The results are interesting! I think they’re also a reasonably good summary of the current state of using AI for peer review.

  1. The three AI reviewers wildly disagree with each other.

    Imagine hiring three movie critics to rate the same film. One gives it 2 stars, another gives it 6 stars, and the third gives it 4 stars. Same movie, completely different conclusions. That’s what’s happening with these AI reviewers-on almost half of all papers.

  2. “Averaging” the three AIs doesn’t actually help

    You might think: “Just average the three scores! That’ll balance out their biases.” But here’s the problem: the generous AI (AIRev2) uses much bigger numbers. When you average, its voice drowns out the others. It’s like having three judges, but one shouts and two whisper.

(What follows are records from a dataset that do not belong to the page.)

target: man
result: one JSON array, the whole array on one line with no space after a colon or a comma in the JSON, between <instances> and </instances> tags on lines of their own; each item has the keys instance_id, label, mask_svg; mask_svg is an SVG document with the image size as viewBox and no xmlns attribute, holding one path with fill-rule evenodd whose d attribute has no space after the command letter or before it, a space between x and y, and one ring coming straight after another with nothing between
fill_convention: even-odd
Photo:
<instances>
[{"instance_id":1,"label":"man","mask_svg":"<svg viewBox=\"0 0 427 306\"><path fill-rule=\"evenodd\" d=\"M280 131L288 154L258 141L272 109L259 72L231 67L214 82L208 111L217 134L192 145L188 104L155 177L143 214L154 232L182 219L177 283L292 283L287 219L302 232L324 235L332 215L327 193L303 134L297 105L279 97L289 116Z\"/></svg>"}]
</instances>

  3. Every AI claims to be 100% confident - even when they’re wrong

    Reviewers are asked “How confident are you in your assessment?” on a 1-5 scale. Every single AI review said “5 out of 5-totally confident.” All 751 of them. Even when two AIs looked at the same paper and reached opposite conclusions, both claimed maximum confidence.

  4. AI and human reviewers see different things

    On papers that got both AI and human reviews, we compared their scores. The AIs were almost always more generous than humans-by about 1 full point on average. And in some cases, AI said “excellent!” while the human said “this is broken.”

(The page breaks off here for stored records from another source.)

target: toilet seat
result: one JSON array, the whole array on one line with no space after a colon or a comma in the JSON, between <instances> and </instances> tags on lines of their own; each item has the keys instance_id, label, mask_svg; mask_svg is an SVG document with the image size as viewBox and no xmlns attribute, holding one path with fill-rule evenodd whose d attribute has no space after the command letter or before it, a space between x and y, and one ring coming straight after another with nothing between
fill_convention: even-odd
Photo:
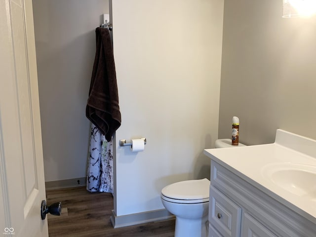
<instances>
[{"instance_id":1,"label":"toilet seat","mask_svg":"<svg viewBox=\"0 0 316 237\"><path fill-rule=\"evenodd\" d=\"M165 187L161 198L178 203L198 203L209 201L210 181L207 179L186 180Z\"/></svg>"}]
</instances>

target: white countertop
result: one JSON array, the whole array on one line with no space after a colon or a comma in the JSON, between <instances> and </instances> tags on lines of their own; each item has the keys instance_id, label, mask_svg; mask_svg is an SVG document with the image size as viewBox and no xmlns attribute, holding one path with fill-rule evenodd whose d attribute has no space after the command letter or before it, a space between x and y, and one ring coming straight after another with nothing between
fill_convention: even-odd
<instances>
[{"instance_id":1,"label":"white countertop","mask_svg":"<svg viewBox=\"0 0 316 237\"><path fill-rule=\"evenodd\" d=\"M273 169L274 167L289 165L306 166L315 170L316 141L278 129L275 143L206 149L204 153L242 179L316 224L316 179L306 180L311 187L314 186L314 189L312 196L306 197L283 189L267 174L269 169Z\"/></svg>"}]
</instances>

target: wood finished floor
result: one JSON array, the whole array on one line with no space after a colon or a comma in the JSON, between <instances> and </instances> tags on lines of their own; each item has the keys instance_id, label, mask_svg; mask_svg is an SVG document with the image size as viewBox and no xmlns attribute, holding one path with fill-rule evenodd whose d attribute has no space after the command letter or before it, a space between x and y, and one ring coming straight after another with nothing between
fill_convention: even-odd
<instances>
[{"instance_id":1,"label":"wood finished floor","mask_svg":"<svg viewBox=\"0 0 316 237\"><path fill-rule=\"evenodd\" d=\"M111 194L91 193L85 187L46 191L47 202L62 202L62 215L48 214L49 237L173 237L175 220L114 229Z\"/></svg>"}]
</instances>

  5. AI reviewers can catch obvious problems

    AI reviewers successfully flagged papers with impossible claims-like citing AI models that don’t exist yet, or referencing datasets from the future. These are “fact check” problems that don’t require deep expertise, just attention to detail.

  6. Use AI disagreement as a signal, not noise

    When the “generous AI” loves a paper but the “skeptical AI” hates it, that’s not random noise-it’s useful information. It means the paper’s fate depends on standards (rigor vs. novelty), not just quality. These are exactly the papers humans should look at.